Finally, it is 2018 – a year to be heavily impacted by the EU General Data Protection Regulation (GDPR). What may feel like a revolution, was in fact called a reform when the the EU Commission announced the first GDPR proposal in 2012. Nothing has changed overnight, but accompanied by regular news of data breaches and activists like Snowden, information privacy has certainly gained some traction since then. Now, I’d say we have a working climate for data protection and privacy in place.
And talking about climate makes me think about our environment, literally. Just consider how much activism, regulation and expertise is required to make a healthy life on planet Earth viable for a growing population. Progress has been slow, at least compared to technological developments. Over time, there has been a few dirty factories and vehicles polluting the planet. Disasters with nuclear waste and oil spills have ruined life for millions of creatures.
Similar to polluting industry, there are quite a few dirty data controllers and processors around. The world has seen a few privacy disasters already, with hundreds of millions of individuals getting their personal data exposed through some data breach. While the consequences of these are not comparable to health issues and death, the economy for personal data has been growing exponentially and uncontrolled. The problem is that we as individuals cannot foresee what consequences lie ahead of us, say in five or 50 years from now. Without enforced regulation, these data will simply pile up like toxic waste, and one day lead to problems bigger than ever imagined.
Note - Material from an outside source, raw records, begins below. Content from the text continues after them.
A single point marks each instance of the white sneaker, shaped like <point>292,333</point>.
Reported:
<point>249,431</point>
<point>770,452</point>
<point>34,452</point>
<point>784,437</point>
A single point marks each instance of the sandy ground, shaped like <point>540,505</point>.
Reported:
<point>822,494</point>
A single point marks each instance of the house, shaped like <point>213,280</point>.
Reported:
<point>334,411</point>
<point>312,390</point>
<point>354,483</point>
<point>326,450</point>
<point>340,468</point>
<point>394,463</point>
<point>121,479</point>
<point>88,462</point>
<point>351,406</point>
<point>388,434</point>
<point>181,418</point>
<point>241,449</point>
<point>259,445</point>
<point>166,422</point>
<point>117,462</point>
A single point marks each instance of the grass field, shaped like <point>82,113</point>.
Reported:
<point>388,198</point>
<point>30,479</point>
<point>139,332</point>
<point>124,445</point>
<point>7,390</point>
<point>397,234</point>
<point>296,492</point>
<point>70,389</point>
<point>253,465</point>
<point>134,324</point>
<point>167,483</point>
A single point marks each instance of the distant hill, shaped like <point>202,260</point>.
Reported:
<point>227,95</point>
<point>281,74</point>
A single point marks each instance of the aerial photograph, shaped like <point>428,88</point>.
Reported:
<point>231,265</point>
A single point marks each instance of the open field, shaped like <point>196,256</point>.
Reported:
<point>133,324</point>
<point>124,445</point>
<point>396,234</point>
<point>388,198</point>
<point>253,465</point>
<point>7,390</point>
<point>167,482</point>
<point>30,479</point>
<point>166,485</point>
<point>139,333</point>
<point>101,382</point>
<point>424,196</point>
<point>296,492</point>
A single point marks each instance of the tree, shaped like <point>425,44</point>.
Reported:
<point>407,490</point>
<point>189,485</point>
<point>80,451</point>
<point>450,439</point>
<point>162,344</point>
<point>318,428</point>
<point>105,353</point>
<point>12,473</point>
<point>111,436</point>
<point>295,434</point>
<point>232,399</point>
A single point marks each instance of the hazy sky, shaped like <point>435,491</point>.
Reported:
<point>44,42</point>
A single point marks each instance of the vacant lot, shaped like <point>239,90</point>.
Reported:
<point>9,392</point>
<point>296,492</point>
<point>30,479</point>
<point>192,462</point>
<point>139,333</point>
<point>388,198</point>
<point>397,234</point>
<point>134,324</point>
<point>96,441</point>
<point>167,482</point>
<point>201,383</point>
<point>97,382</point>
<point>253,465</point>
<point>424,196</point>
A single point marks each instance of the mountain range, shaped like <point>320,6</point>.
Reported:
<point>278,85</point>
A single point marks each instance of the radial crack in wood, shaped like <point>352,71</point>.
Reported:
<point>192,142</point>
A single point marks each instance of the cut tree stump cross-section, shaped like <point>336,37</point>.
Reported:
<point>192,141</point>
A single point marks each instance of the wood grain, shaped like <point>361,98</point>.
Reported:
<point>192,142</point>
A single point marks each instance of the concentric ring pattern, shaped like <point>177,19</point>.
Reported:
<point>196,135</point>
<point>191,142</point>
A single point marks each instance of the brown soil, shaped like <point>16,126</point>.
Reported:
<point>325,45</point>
In 1987, the Brundtland commission of the United Nations published “Our Common Future“. The report had significant impact, because it linked sustainability directly with economic growth. Environmental protection should no longer be just for the sake of protection and idealism, but because it would also be the most economically compelling thing to do. In parallell, new regulations would bring taxes and fines to provide industry incentives to reduce or secure toxic waste, and little would probably happen without them. Today, green technology is finally starting to become mainstream, and few would argue that Tesla cars are anything less of a great car than a traditional Audi (or whatever you prefer). Still, few people risked buying them until regulators came up with additional support like tax discounts and free parking (in Norway, at least).
With new regulations, companies finally have incentives to reduce and secure personal data. Personal data minimisation will become the new norm, when considering the cost of liability from accumulating personal data. Although this brings stark contrast to the big data and data maximisation trend, the GDPR has raised the bar for sustainable solutions: If you cannot comply, you’re not allowed to play.
My data protection career started back in 2010, on a project to design a privacy friendly system for sharing patient status information in hospitals. The prototype and privacy features were well received by end-users, but there was little incentive from procurers to proceed with implementing it. In 2012, my industry conference talk (in Norwegian) about the system’s data protection design attracted the sheer amount of 15 people. Last month, in comparison, I spoke at a similar health conference to over 300 people in a plenary session. Moreover, I’ll be lecturing about privacy by design to master’s degree engineering students at NTNU this semester.
I’ve also recently engaged with a company who wants to use data privacy as a competitive feature (and others are showing interest, too). Ever since its first draft, the GDPR has included a dedicated article about data protection by design and default. And when this finally comes into full force, I believe that privacy at last can become a differentiating factor for systems and vendors. Not just because we have to, but because it is the most compelling thing to do – even financially. And it is possible because of a working climate to make long term priorities.
Now, who wants to drive the Tesla of sustainable personal data processing?